By the way I also copied the www.sixdegrees.com WEB page and add the RGB# to the various parts of the WEB page. I have included the BMP also. Is this the page you have trouble reading the text? Do you see the squares on the background?
It appears that only the red and green values change the most between the areas I pointed out, except for the increased blue in the text. I have no trouble reading this page, but I would have chosen brighter colors.
Later
Martin wrote -
My work machine is 256 color 800x600. My home machine has a high resolution screen. On my home machine I could see the squares you were referring to fairly distinctly but I cannot see them on my work machine. On the machine at home I could also see some of the colors more easily. I tried another experiment and printed out the squares in black and white. In all the squares but E the text was readily visible. The text in E was also visible but only faintly so.
The squares you alluded to on black and while print of the sixdegrees.com BMP are only faintly visible.
These lead me to believe that color intensity may play as much of a role in color detection as the presence of the color itself. That is color saturation is as important as the mix.
Obviously there are factors at many levels that affect what can be seen, when, under what conditions and by whom. It would be interesting to see if some generalized rules could be formulated that would help web developers construct sites that were readable by all people. For instance there are several sites which have these dark-bordered backgrounds (usually on the left side of the screen) and they insist on bleeding their text from the dark-border area to the light area which has the effect of making that part of the text difficult if not impossible to read.
Interesting -
I can see the large text you pointed to fairly well. I have a lot of trouble reading the small text but I can read it, and what squares? I don't see any squares at all
I also have trouble with the yellow(?) text in the upper left corner which says "you'd be surprised who you know" That text is very thin - small and fine-lined
I think that in both cases there is not enough intensity for the color to register.

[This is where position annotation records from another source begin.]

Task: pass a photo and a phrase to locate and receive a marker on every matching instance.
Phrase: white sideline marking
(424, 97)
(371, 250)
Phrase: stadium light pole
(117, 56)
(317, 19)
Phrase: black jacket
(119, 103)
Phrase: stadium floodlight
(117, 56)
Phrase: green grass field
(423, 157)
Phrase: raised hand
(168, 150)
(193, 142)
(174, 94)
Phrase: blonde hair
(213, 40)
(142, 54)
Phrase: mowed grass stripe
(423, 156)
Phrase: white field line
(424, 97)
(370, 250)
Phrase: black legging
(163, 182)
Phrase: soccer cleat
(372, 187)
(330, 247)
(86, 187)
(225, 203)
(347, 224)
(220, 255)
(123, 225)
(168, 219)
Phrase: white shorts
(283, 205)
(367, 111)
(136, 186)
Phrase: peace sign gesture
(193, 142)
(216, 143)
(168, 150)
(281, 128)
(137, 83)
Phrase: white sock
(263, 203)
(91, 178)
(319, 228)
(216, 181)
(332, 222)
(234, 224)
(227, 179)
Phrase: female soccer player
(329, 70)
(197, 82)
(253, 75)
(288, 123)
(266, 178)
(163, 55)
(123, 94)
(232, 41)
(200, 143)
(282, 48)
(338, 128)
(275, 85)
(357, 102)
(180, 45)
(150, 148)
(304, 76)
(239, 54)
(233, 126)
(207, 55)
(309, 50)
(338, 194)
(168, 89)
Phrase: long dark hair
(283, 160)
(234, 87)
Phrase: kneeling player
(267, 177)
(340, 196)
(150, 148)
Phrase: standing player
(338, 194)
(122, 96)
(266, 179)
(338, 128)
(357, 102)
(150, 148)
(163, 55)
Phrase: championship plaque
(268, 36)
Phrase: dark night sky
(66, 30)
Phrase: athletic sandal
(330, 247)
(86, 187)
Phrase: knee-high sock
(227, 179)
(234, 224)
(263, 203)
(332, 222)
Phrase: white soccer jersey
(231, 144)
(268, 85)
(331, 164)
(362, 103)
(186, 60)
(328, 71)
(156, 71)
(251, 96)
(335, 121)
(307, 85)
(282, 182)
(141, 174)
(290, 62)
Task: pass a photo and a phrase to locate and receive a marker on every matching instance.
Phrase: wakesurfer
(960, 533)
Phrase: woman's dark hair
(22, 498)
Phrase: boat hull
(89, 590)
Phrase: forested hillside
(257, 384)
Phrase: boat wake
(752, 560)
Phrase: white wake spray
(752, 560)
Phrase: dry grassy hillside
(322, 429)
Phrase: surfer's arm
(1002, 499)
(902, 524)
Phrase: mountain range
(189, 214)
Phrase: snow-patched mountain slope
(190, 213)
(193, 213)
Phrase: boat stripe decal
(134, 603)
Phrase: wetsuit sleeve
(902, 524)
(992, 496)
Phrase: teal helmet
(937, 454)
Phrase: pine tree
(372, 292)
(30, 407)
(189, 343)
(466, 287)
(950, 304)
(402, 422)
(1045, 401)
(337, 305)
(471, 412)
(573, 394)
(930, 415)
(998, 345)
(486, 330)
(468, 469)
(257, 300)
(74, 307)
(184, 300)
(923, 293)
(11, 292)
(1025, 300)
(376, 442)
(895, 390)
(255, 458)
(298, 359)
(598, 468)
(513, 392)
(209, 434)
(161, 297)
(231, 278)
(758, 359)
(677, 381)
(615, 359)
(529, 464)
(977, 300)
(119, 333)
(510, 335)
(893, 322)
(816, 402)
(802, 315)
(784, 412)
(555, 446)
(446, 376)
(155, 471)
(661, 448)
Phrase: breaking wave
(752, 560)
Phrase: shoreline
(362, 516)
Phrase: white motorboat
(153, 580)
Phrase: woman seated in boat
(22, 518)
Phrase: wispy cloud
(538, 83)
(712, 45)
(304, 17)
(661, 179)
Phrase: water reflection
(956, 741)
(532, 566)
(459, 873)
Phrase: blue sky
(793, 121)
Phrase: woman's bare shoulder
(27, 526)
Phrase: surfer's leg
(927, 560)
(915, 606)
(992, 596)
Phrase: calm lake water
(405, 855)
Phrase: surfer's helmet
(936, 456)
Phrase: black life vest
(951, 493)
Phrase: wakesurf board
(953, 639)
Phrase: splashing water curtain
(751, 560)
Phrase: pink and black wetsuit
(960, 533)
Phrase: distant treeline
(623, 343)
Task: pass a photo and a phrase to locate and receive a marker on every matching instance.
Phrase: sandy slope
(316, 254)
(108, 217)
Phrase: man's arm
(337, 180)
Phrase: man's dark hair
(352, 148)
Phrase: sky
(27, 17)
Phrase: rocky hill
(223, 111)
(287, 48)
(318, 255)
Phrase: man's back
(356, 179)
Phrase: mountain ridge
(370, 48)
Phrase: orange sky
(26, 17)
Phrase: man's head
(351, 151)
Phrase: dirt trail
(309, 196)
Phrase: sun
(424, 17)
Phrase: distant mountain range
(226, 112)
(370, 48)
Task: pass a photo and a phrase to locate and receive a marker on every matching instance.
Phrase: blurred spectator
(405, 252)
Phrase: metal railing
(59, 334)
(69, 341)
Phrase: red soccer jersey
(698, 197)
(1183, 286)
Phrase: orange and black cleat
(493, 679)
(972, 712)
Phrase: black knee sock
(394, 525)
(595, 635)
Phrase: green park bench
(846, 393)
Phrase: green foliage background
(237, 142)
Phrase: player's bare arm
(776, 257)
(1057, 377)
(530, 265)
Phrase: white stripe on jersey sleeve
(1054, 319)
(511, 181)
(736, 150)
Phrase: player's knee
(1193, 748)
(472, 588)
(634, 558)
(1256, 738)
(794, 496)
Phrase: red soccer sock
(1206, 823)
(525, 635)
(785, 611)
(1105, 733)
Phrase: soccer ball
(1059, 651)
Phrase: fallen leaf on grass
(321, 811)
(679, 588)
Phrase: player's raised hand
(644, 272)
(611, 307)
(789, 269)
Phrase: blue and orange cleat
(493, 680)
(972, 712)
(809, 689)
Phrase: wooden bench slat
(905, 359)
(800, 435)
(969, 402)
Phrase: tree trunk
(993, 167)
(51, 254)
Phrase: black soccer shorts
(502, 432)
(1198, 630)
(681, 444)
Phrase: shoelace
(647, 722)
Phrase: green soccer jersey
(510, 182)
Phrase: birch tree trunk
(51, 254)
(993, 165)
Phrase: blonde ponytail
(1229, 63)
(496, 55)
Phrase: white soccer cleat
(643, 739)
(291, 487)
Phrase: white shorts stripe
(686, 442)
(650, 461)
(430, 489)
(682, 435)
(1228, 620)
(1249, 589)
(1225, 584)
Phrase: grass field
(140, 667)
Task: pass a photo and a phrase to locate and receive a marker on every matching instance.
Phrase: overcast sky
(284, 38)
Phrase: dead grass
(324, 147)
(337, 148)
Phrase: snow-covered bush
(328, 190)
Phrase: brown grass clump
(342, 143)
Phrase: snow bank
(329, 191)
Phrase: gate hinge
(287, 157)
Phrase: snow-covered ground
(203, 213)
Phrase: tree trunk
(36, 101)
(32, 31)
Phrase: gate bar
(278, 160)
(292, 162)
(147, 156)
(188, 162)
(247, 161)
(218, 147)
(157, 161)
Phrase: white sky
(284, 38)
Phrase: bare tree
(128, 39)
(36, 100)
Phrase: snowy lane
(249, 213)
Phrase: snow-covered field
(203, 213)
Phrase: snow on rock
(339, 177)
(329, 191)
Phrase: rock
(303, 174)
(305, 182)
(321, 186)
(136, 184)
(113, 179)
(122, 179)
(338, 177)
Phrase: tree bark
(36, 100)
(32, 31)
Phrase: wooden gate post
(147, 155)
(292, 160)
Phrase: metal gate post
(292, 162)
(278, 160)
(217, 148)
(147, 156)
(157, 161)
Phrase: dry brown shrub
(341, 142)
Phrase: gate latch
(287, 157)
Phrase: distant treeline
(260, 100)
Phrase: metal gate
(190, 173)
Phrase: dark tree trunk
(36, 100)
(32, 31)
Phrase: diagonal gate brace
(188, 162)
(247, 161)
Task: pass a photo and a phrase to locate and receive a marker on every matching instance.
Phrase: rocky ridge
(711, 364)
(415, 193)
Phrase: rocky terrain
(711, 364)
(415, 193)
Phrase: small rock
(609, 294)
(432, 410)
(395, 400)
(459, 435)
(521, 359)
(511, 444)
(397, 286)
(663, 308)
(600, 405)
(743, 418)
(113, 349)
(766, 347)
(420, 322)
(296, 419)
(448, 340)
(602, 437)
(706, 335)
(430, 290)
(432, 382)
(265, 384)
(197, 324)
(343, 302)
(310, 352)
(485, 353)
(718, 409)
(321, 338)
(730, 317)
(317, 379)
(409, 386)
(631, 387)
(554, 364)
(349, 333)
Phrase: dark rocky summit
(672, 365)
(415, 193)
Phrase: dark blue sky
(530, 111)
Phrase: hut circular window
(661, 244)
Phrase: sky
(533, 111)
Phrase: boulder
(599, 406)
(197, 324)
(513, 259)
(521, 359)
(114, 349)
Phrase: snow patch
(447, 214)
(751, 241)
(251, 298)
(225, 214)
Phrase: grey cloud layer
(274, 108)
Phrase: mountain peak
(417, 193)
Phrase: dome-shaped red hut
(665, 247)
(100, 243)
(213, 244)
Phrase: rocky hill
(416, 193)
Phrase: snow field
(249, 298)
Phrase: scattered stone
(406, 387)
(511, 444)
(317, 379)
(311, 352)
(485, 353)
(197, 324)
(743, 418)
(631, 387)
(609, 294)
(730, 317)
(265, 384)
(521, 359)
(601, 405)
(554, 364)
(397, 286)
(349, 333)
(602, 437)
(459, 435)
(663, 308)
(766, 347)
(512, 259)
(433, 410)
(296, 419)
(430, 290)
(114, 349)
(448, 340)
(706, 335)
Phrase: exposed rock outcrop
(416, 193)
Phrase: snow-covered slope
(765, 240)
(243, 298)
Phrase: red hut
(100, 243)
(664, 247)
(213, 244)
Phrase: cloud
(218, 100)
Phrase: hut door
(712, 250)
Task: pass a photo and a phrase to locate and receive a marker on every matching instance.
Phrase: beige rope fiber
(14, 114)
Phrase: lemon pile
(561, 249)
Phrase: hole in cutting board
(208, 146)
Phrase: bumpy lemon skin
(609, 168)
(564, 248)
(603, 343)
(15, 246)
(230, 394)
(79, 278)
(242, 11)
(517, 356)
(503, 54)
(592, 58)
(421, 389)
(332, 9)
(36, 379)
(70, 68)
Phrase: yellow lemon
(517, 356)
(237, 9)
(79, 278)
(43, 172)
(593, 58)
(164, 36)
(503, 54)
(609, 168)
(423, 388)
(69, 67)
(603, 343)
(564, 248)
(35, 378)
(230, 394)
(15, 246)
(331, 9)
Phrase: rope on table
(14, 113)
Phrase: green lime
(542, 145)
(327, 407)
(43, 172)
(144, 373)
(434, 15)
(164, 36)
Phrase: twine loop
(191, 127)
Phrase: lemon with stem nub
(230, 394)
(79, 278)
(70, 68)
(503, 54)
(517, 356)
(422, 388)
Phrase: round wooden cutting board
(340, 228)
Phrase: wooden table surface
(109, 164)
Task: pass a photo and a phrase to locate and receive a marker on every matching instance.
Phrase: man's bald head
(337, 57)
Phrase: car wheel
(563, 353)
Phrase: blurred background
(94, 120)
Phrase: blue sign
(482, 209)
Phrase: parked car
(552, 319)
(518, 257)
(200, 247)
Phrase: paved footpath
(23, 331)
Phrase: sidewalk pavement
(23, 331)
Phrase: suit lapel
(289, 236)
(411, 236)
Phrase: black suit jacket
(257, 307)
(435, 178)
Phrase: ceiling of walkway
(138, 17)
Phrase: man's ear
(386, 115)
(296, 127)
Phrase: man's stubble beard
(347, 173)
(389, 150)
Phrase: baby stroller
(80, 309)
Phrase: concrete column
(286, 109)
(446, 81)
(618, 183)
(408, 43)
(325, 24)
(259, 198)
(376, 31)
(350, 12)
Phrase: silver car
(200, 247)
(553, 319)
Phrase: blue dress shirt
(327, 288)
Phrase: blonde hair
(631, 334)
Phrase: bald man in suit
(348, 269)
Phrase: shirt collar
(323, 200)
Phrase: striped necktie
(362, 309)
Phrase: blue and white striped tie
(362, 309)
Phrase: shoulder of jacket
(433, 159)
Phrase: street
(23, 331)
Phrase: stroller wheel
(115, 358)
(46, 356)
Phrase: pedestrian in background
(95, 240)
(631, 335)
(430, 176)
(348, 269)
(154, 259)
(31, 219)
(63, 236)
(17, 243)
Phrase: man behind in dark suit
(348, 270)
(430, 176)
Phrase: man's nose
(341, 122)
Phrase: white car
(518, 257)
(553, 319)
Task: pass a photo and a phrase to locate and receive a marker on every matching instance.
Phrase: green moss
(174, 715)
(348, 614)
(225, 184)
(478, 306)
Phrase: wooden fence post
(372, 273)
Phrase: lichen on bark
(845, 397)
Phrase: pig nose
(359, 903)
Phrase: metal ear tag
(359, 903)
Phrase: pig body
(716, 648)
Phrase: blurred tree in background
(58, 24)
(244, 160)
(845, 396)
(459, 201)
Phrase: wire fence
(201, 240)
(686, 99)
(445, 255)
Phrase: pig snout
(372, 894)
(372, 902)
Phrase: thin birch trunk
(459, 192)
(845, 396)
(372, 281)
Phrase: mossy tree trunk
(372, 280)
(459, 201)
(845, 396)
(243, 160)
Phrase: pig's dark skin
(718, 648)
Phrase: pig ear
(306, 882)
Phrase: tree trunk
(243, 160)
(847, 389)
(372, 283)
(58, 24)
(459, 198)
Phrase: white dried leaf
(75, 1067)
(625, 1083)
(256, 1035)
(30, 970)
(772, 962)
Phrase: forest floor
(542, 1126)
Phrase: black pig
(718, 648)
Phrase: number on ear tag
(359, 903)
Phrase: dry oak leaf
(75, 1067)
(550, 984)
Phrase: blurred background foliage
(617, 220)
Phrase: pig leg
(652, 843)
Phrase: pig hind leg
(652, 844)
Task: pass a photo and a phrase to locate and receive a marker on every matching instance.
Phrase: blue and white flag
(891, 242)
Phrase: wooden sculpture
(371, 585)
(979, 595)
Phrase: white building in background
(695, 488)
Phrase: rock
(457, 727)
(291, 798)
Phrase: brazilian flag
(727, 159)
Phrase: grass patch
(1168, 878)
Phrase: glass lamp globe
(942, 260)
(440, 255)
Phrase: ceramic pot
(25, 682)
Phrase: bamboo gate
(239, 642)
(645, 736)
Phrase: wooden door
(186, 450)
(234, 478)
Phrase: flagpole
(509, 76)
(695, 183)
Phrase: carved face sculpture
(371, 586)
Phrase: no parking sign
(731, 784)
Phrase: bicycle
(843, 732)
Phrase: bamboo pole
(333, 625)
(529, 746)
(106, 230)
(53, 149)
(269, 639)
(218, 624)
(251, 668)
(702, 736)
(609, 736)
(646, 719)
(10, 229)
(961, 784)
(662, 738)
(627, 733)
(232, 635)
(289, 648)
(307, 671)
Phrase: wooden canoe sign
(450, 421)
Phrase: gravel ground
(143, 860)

BTW I am adding these conversations to my site as we go along. This will be the tenth in the series. I may also add some new links later on this week.
Dennis wrote -
Well that now makes a lot of sense as to why you were having problems with the blue gray background. I just couldn't figure out why your vision seemed to be very typical of a protean (red deficient) colorblind yet you were having trouble with blue and gray. Those background squares on the sixdegrees.com page were pretty obvious to me.
Well good everything seems to make sense now. By the way, I wasn't able to get the background squares on the sixdegrees.com WEB page to disappear until I went to 4 bit (16 colors). They were still very visible (no change to me) at 8 bit (256 colors). You might want to check your work computer setup to make sure you are at 256 color. If you are, then your monitor is probably not allowing the colors. The WWW is a pretty difficult place to work in with only 16 colors because so many WEB pages are designed for 256 or greater color.
Another thought came to me. Why not design a WEB page that can be easily read with 16 colors then everyone including color blind people should have no trouble reading it. Or like I wrote previously stick to blues and greens and everyone will see them. The color changes on the sixdegrees.com web page are not that pronounced (the RGB values change by ~50 or so out of 255) and we have no trouble seeing those colors with 256+ color screen.